Instructional practices Results showed that, despite a lack of specific guidelines, nearly all the teachers (93%) employed a formal spelling program that involved the traditional practice of testing children weekly on an assigned list of words.

Most of the teachers (85%) averaged those test results into a single language arts grade. Three categories of formal instruction emerged: (a) the use of a published series, (b) a combination approach, and (c) an alternative approach.

Published Series. Exactly half of the teachers (50%) used a published spelling series to some extent. The teachers who used textbooks almost exclusively (29% of the total) clustered at four schools where a published series was used by the entire faculty. At one of these schools the teachers had approached the principal and asked her to find money to order new spelling books. They made it clear in the initial question about directives that this was a decision they had made for themselves. In some cases teachers did not have spelling books for student use and relied on copies of wordlists that came from a published series.

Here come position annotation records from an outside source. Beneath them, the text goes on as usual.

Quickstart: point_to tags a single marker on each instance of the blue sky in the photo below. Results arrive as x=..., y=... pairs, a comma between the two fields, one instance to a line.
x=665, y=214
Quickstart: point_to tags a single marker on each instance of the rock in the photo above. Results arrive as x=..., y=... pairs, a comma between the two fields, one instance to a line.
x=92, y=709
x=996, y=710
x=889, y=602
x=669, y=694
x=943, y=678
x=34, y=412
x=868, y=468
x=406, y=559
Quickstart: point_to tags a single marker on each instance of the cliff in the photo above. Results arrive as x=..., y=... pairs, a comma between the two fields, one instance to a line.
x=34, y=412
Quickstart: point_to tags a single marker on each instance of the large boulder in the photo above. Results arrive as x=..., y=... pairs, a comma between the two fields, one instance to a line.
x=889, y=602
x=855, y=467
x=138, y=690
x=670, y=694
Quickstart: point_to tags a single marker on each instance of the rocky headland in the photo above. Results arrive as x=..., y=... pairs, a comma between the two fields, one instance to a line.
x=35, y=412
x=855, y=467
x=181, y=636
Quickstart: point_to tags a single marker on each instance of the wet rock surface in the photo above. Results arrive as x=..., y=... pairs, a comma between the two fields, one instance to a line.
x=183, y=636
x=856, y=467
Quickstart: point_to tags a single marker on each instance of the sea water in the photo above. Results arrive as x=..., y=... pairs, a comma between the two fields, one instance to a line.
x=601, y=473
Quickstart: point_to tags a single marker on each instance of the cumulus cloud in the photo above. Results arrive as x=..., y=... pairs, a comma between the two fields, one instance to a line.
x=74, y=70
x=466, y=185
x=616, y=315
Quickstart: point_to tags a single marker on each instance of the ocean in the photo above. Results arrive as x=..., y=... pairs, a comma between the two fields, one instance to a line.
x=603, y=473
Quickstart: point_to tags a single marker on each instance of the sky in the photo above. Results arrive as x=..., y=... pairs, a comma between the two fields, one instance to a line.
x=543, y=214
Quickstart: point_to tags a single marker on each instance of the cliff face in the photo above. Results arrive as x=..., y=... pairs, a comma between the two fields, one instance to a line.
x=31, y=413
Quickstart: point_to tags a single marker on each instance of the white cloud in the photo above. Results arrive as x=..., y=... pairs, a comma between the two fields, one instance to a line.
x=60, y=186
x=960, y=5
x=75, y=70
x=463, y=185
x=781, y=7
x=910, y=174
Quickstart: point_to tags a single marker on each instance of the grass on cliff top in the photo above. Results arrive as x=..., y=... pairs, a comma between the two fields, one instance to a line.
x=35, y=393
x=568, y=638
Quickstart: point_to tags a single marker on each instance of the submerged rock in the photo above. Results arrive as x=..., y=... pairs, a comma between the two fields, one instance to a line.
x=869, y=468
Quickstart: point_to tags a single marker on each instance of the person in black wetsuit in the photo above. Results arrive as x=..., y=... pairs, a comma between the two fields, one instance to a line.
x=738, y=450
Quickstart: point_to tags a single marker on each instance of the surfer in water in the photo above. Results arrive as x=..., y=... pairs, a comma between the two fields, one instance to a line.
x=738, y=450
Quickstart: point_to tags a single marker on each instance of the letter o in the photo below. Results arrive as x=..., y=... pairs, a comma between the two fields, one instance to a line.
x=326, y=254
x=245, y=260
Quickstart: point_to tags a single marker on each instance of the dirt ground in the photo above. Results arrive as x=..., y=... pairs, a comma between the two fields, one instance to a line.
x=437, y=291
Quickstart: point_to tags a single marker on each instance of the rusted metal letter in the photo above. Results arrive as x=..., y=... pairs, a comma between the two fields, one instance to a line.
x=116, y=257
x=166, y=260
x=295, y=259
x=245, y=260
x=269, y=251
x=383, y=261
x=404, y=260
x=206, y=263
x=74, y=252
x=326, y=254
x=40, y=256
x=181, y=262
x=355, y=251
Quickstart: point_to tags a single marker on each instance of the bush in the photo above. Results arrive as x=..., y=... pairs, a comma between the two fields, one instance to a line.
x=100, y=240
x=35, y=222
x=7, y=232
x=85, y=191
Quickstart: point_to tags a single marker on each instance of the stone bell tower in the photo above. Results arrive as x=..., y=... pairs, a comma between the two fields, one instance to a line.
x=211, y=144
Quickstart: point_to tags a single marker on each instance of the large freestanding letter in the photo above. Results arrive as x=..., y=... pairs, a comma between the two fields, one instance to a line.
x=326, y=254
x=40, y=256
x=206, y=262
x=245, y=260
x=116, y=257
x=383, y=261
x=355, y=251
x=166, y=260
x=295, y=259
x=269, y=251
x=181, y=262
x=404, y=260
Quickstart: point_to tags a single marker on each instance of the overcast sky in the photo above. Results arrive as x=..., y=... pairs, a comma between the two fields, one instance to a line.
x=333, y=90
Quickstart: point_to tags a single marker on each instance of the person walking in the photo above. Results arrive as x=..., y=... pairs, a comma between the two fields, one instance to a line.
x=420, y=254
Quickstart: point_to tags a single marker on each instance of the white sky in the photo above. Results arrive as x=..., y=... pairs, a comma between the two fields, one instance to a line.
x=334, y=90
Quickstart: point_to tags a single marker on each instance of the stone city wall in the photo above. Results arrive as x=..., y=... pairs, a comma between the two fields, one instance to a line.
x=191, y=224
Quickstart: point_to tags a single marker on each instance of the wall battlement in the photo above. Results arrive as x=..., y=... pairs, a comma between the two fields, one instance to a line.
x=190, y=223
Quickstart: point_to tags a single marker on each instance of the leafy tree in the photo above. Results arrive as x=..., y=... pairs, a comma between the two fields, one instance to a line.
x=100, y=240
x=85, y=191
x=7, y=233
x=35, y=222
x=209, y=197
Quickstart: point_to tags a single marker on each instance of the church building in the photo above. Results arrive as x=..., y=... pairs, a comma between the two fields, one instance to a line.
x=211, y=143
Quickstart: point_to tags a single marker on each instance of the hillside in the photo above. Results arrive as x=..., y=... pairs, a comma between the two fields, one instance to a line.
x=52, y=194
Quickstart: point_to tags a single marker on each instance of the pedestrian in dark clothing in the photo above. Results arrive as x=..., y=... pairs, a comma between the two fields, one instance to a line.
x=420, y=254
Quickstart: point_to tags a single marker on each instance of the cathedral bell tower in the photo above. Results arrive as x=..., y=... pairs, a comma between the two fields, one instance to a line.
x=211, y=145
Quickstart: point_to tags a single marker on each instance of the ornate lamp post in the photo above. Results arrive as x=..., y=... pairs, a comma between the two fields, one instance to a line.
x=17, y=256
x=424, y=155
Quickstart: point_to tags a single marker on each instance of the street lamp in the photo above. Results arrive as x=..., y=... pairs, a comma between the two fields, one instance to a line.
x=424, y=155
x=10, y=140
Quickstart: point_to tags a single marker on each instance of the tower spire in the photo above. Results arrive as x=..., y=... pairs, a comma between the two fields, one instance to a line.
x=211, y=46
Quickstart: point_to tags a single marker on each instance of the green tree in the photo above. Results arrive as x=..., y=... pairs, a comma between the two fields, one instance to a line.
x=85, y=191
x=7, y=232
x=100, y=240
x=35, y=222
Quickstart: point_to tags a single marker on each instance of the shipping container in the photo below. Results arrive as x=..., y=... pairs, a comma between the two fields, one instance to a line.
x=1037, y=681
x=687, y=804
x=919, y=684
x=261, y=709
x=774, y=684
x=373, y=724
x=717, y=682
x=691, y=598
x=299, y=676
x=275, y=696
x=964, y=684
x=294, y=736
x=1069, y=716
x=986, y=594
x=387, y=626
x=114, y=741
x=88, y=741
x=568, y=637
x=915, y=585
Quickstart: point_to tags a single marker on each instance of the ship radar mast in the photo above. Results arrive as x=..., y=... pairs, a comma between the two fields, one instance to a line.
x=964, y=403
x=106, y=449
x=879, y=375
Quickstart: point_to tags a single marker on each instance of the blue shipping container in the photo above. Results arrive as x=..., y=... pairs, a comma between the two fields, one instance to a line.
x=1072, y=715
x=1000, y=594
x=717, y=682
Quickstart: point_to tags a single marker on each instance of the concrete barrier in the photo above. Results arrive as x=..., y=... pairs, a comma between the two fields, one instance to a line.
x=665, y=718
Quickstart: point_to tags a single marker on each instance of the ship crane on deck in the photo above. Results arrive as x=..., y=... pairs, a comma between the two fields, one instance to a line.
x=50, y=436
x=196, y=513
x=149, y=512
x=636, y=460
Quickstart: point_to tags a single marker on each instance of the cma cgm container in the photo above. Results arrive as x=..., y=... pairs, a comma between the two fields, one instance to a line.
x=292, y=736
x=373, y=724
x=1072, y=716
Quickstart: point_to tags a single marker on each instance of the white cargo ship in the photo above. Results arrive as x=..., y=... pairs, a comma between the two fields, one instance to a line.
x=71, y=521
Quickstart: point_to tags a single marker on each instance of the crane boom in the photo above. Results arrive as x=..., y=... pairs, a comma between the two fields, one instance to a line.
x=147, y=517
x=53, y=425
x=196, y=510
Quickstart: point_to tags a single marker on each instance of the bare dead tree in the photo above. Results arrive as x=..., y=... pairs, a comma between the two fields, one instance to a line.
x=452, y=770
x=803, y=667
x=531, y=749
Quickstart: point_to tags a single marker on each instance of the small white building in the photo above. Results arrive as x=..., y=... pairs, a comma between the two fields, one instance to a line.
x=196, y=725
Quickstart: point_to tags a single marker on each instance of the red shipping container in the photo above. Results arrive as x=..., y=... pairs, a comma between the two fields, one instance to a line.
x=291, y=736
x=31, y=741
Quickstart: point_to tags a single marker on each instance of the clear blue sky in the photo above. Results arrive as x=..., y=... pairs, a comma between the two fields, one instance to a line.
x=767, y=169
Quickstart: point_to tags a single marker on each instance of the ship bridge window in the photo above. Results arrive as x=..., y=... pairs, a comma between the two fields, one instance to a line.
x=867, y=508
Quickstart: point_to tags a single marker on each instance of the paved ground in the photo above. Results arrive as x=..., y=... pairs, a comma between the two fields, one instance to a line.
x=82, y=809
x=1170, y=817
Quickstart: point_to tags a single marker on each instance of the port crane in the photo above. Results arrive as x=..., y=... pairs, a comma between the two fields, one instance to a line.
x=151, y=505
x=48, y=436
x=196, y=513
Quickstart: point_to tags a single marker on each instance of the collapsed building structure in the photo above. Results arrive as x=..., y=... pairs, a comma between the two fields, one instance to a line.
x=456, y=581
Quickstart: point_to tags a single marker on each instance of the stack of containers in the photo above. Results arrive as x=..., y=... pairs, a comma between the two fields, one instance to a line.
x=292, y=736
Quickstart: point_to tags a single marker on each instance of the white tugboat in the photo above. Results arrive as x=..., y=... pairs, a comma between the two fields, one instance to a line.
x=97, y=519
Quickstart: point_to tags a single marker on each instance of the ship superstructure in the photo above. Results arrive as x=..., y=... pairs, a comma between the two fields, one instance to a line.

Published series present words in lists that share common spelling features that reflect a generalization perspective, and some teachers were clear in their statements that this was important to them. One teacher specifically said she had her students "do all the activities in the book to know the rules and phonics rather than just how to spell them." Ten of the teachers using a published series mentioned the need for students to develop phonics skills, and several said they had returned to the use of a series for this reason.